The end user doesn't know from anything. They just plug in whatever, wherever and complain if it doesn't work.

Gunrunnerjohn,

that makes sense.  

george

In another thread I did the homework on this one, and the basic information I found was that in DC watts=VA.  In AC, however VA is the maximum watts theoretically possible.  This has to do with the way watts are measured in AC devices.   for practical terms, the VA rating is typically the output side rating; How much power can the device supply.  Where as in the world of our train transformers, devices rates in Watts are giving you the maximum Input side power load.  

For those 2 stars, Watts when used as a proper term, is only useful as a precise, real time measurement of power consumed, and really only important in the grand scheme of things in billing you for electricity.  Volt-Amps, on the other hand if of greater use, as it denotes what the maximum power provided is on the output side, and is useful in determining what size wire you need, and what sort of protection circuitry is needed.  VA as a proper term is a more useful figure almost all of the time.

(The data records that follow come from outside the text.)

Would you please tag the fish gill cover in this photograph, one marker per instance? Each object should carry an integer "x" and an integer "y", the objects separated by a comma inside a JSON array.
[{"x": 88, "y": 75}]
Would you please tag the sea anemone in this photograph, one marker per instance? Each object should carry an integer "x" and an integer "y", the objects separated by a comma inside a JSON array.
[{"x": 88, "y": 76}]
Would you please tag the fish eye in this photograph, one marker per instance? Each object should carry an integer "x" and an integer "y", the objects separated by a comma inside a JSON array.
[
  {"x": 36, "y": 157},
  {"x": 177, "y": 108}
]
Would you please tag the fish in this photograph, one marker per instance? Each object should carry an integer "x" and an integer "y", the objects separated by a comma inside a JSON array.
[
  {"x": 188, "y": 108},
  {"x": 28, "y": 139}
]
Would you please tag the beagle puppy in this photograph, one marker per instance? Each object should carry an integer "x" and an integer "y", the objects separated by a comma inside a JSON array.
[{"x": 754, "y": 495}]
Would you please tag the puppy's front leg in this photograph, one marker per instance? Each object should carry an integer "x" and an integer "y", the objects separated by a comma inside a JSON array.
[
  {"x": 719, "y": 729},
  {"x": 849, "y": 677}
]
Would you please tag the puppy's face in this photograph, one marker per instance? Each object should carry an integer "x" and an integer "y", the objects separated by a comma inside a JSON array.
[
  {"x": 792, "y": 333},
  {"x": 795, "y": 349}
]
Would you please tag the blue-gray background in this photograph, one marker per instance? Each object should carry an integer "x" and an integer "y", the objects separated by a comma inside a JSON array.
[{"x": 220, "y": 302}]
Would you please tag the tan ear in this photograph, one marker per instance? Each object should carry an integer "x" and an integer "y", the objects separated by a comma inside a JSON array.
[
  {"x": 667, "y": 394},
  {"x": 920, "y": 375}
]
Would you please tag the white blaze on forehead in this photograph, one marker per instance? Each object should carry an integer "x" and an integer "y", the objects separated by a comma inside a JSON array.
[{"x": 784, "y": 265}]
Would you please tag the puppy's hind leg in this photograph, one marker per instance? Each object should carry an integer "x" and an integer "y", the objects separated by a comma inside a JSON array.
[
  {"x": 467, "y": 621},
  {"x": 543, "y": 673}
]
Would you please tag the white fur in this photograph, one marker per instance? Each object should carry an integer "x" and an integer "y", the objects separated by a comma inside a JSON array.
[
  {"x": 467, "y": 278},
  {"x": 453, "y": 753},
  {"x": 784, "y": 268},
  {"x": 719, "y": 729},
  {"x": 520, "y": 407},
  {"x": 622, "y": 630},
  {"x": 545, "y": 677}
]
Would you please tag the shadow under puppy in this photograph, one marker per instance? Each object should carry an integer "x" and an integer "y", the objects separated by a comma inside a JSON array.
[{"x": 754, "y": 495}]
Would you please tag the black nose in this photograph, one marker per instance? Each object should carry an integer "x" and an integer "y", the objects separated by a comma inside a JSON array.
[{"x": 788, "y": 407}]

That said, if you are looking at the same, input or output, side of a device, a maximum rating in VA or watts is interchangeable.  VA has just become industry standard because it is a better system that watts to measure output side power availability, and is easier to understand.   

JGL

Don't put 39V to your track.

illinoiscentral posted:

Don't put 39V to your track.

I say plug it in and let it RIP!

Everyone else who got a LionChief set for Christmas and didn't check it, improperly, with a cheap $4 meter, is out there running their train.

illinoiscentral posted:

Don't put 39V to your track.

It's already been pretty well established that the 39V was a measurement error, not the actual powerpack output, there's no issue with his power.

ADCX Rob posted:

I say plug it in and let it RIP!

Everyone else who got a LionChief set for Christmas and didn't check it, improperly, with a cheap $4 meter, is out there running their train.

Right on, let's see the smoke!

Here is a picture of the power supply...Lionel Chief Polar Express. Sorry it isn't clearer but it says...output 18v  2000ma    .85amp.  Don't worry the train is already running on the Legacy layout, I am not sure I can hook it up to run on Fastrack using this power supply. The other type of power hookup with Fastrack that just has 2 wires hooks up to my transformer and gets 15 volts just fine on the Fastrack loop.